The straight bar ("|") isn't necessary. Just using that to separate the values. Of course, that's not as intuitive as "Friday 13".

I didn't realize this was a challenge question. You're all being lazy relying on the date function 😁

function isFridayThirteenth($year, $month, $day)
{
    $m = (($month+9)%12)+1;
    $C = floor($year/100);
    $Y = $year%100-(($m<11)?0:1);
    $W = ($day + floor(2.6*$m - 0.2) - (2*$C) + $Y + floor($Y/4) + floor($C/4)) % 7;
    
    return ($W==5 && $day==13);
}

 

Edited by Psycho
  • Like 1
5 minutes ago, Psycho said:

I didn't realize this was a challenge question.

It wasn't 😛

5 minutes ago, Psycho said:

You're all being lazy relying on the date function 😁

Yours doesn't work properly for the year 2000.

7 minutes ago, requinix said:

Yours doesn't work properly for the year 2000.

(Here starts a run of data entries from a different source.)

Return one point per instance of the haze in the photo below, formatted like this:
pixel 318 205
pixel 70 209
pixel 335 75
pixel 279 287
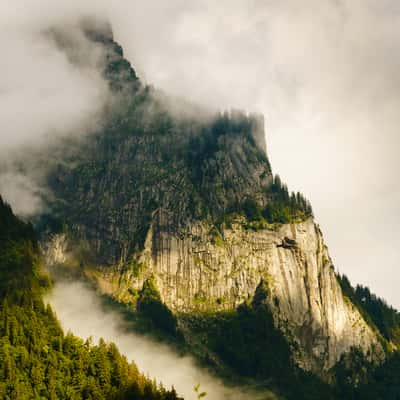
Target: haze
pixel 325 74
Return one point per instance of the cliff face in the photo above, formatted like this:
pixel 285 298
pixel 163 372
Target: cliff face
pixel 203 270
pixel 147 198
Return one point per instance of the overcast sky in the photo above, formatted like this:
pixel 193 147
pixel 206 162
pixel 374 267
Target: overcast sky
pixel 324 73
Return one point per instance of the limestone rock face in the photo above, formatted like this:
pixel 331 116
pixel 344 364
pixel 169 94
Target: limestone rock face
pixel 201 269
pixel 144 198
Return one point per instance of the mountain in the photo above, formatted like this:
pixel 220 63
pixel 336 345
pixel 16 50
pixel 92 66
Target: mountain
pixel 37 359
pixel 173 210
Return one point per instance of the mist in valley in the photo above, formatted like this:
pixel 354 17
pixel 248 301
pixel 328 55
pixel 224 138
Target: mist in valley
pixel 81 311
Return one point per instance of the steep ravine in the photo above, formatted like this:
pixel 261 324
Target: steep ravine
pixel 201 270
pixel 188 201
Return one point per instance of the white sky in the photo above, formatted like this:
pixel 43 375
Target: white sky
pixel 325 74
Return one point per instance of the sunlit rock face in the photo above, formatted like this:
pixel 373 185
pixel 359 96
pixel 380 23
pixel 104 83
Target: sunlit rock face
pixel 200 270
pixel 197 270
pixel 143 197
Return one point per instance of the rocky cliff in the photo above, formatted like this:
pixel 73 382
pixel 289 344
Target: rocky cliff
pixel 192 204
pixel 201 270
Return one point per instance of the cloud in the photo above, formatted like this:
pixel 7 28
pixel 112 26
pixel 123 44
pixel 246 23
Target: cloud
pixel 81 311
pixel 47 93
pixel 325 74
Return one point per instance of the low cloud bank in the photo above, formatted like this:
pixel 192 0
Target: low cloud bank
pixel 80 310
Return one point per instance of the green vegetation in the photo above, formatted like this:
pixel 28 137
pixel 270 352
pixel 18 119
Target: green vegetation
pixel 150 305
pixel 375 310
pixel 247 341
pixel 37 360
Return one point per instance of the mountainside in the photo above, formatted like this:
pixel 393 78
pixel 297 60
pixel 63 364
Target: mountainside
pixel 181 203
pixel 37 360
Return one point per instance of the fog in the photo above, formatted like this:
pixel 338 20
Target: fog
pixel 80 310
pixel 325 75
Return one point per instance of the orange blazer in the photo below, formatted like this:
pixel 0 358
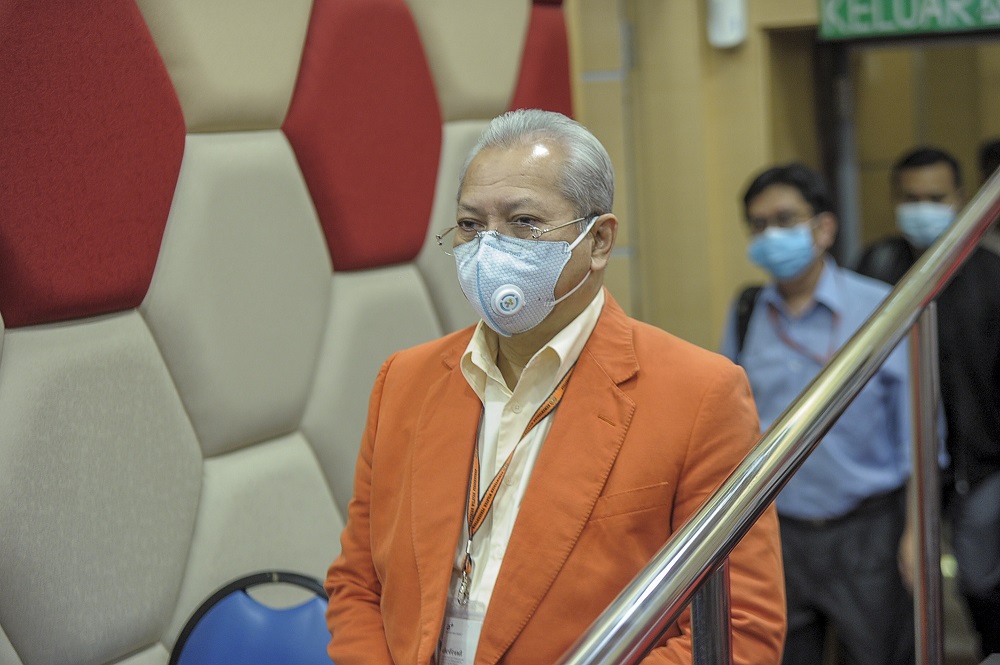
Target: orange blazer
pixel 649 426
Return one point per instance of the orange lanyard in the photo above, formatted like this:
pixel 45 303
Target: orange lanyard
pixel 479 507
pixel 773 315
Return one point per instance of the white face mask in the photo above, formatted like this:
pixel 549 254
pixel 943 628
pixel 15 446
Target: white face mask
pixel 511 282
pixel 923 221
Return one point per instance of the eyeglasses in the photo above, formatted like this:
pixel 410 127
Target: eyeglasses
pixel 520 228
pixel 785 220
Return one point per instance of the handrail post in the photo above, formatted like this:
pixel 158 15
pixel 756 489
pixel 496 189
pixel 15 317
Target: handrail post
pixel 925 490
pixel 710 625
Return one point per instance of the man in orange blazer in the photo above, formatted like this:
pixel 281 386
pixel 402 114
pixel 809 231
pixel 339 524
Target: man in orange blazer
pixel 515 476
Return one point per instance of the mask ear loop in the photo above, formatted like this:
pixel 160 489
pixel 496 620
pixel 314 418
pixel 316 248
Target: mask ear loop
pixel 576 242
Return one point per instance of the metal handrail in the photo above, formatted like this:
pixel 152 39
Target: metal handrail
pixel 655 598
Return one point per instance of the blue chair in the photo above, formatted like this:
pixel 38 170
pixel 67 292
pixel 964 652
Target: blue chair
pixel 233 627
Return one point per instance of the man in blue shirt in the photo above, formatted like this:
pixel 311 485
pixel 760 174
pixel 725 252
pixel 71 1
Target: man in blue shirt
pixel 843 514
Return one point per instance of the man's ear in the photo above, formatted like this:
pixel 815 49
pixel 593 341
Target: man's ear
pixel 605 232
pixel 826 230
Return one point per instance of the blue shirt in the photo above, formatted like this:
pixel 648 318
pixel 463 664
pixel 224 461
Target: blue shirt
pixel 867 451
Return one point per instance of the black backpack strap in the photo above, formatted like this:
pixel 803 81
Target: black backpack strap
pixel 744 308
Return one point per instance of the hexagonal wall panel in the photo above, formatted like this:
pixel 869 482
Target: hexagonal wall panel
pixel 100 484
pixel 240 295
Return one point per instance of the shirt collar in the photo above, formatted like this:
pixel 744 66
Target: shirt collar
pixel 479 358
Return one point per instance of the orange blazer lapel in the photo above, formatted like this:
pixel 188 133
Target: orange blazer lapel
pixel 442 458
pixel 575 461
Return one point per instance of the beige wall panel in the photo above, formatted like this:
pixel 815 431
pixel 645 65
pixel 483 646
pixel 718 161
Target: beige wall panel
pixel 266 507
pixel 373 313
pixel 474 51
pixel 988 82
pixel 602 111
pixel 951 108
pixel 793 94
pixel 238 301
pixel 100 475
pixel 233 62
pixel 670 115
pixel 155 655
pixel 595 34
pixel 885 110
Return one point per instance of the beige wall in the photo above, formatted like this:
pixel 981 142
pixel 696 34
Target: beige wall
pixel 688 125
pixel 945 95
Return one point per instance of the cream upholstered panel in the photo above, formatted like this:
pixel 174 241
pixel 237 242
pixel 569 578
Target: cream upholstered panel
pixel 239 298
pixel 232 62
pixel 266 507
pixel 373 313
pixel 474 51
pixel 155 655
pixel 437 268
pixel 99 490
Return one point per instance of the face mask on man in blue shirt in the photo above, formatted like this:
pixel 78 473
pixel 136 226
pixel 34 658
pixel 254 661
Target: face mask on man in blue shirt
pixel 923 221
pixel 785 253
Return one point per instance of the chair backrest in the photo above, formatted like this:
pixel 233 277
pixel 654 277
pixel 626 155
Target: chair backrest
pixel 217 220
pixel 232 626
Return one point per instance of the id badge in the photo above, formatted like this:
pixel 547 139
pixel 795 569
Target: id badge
pixel 460 633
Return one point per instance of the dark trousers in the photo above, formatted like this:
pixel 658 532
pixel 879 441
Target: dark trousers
pixel 842 574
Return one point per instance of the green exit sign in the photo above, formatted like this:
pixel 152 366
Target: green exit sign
pixel 850 19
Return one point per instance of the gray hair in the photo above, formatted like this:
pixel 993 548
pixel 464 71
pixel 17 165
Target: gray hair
pixel 588 180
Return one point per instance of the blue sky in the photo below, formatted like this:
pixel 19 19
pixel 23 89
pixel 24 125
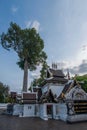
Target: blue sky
pixel 61 23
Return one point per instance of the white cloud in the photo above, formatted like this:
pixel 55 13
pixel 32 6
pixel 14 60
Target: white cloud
pixel 28 24
pixel 35 24
pixel 14 9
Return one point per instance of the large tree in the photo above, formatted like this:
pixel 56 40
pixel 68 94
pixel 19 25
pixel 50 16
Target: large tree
pixel 28 45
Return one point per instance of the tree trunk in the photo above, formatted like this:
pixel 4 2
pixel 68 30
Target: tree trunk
pixel 25 78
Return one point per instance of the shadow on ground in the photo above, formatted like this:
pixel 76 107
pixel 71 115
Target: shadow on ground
pixel 22 123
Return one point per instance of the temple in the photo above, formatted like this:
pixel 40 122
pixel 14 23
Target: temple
pixel 56 98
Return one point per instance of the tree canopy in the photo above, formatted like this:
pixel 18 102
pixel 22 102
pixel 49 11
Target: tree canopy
pixel 4 92
pixel 28 45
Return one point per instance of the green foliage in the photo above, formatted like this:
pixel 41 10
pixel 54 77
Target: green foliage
pixel 27 43
pixel 83 81
pixel 4 92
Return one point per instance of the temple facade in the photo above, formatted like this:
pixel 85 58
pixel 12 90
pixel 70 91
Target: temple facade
pixel 56 98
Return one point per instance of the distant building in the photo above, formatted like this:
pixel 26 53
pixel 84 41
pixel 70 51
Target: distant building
pixel 56 98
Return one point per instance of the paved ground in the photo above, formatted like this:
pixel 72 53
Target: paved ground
pixel 16 123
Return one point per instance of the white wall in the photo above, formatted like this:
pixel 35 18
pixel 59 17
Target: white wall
pixel 29 110
pixel 43 112
pixel 62 108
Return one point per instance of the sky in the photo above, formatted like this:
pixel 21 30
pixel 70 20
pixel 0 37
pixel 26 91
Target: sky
pixel 62 24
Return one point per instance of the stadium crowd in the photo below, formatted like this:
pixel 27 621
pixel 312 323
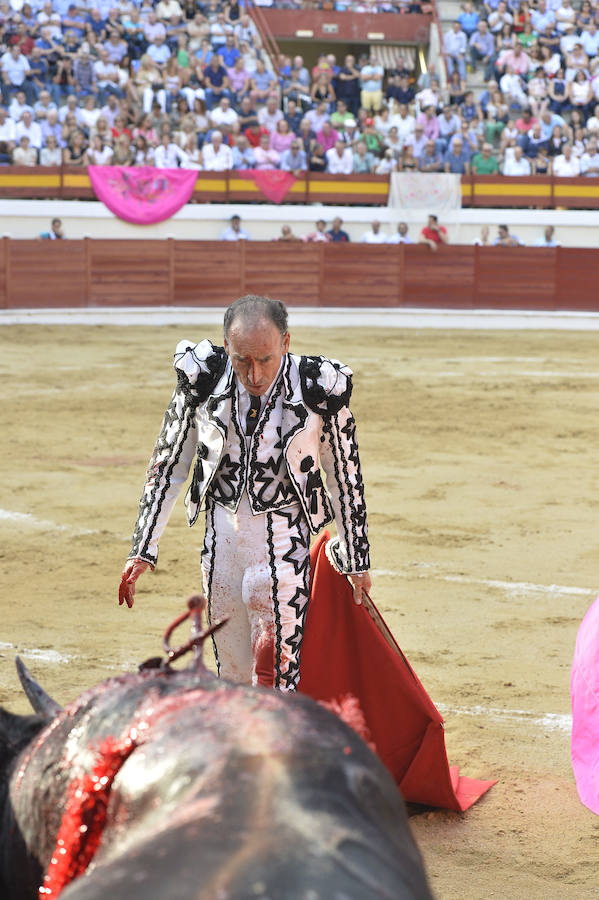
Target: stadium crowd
pixel 170 84
pixel 539 113
pixel 188 84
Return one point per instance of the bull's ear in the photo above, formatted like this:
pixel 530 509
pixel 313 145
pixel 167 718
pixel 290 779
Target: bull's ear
pixel 15 733
pixel 41 702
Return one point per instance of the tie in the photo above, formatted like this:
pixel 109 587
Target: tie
pixel 252 416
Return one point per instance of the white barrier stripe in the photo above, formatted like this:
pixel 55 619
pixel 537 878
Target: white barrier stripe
pixel 547 721
pixel 7 515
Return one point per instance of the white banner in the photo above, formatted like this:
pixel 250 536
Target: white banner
pixel 435 192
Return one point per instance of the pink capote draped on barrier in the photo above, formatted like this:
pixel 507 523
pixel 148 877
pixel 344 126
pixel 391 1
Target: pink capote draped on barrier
pixel 584 692
pixel 142 195
pixel 345 652
pixel 273 183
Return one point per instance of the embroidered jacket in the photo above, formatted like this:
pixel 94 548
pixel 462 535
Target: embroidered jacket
pixel 305 425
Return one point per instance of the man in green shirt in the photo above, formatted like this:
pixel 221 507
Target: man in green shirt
pixel 484 163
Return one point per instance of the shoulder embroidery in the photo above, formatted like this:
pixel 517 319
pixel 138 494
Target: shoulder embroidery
pixel 326 384
pixel 199 368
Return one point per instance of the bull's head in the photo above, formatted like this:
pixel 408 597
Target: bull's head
pixel 17 731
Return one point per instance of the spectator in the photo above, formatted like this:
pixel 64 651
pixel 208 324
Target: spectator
pixel 296 85
pixel 348 84
pixel 168 155
pixel 454 45
pixel 265 156
pixel 547 239
pixel 339 159
pixel 24 154
pixel 15 67
pixel 224 117
pixel 433 234
pixel 505 239
pixel 239 79
pixel 51 153
pixel 56 232
pixel 371 85
pixel 483 240
pixel 317 116
pixel 293 116
pixel 74 152
pixel 7 131
pixel 317 161
pixel 243 154
pixel 430 159
pixel 363 161
pixel 216 81
pixel 262 84
pixel 30 129
pixel 327 136
pixel 234 231
pixel 270 115
pixel 294 159
pixel 449 124
pixel 320 235
pixel 580 93
pixel 401 236
pixel 468 19
pixel 516 163
pixel 254 132
pixel 457 159
pixel 282 139
pixel 84 72
pixel 287 235
pixel 217 156
pixel 589 161
pixel 566 165
pixel 99 153
pixel 541 164
pixel 484 163
pixel 336 233
pixel 375 235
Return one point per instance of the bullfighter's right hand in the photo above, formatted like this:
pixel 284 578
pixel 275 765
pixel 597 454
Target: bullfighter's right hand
pixel 133 569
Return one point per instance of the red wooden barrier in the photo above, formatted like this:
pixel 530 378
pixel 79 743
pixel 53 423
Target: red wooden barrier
pixel 92 273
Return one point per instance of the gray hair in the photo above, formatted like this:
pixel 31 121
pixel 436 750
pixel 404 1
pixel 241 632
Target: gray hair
pixel 252 308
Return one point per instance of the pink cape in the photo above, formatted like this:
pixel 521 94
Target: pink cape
pixel 142 195
pixel 345 652
pixel 273 183
pixel 584 692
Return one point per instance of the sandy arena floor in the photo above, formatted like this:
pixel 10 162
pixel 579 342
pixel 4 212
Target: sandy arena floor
pixel 480 460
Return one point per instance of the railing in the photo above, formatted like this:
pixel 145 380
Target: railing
pixel 104 273
pixel 479 191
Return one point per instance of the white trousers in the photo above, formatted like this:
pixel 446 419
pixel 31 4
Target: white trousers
pixel 256 570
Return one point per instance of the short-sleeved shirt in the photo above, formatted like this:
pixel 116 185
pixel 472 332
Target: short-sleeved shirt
pixel 215 76
pixel 482 166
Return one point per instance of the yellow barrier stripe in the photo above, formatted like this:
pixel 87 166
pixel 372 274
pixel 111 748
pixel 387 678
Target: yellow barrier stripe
pixel 210 186
pixel 575 190
pixel 30 181
pixel 243 184
pixel 349 187
pixel 506 188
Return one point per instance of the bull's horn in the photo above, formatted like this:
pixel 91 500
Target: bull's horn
pixel 41 702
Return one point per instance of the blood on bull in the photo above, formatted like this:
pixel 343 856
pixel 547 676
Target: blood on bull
pixel 171 783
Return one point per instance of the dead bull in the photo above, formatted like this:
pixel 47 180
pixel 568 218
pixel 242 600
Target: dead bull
pixel 220 792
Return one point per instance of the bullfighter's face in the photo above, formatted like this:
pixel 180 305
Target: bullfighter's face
pixel 256 349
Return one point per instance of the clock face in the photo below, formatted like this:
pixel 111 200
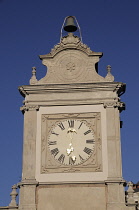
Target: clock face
pixel 71 142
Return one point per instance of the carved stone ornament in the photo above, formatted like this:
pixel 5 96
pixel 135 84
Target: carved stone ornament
pixel 109 77
pixel 70 61
pixel 114 104
pixel 29 108
pixel 49 164
pixel 33 79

You're right. I was only considering future dates, but the same problem would occur in the year 2100. Apparently the problem stems from a flaw in the PHP logic for modulus which will return a negative number whereas most other languages only return a positive integer. I must fix this in case someone refers back to this post 80 years from now! I could define a custom modulus function to only return positive integers, but it's simpler for this process to just "hack" it by adding a hard-coded constant of 35 so the modulus of 7 will still be the same, but will never be negative.

For those to whom it is not obvious, this is all sarcasm. I did this as a mental exercise and am not proposing that this is a preferred solution in any way. But, it does work :)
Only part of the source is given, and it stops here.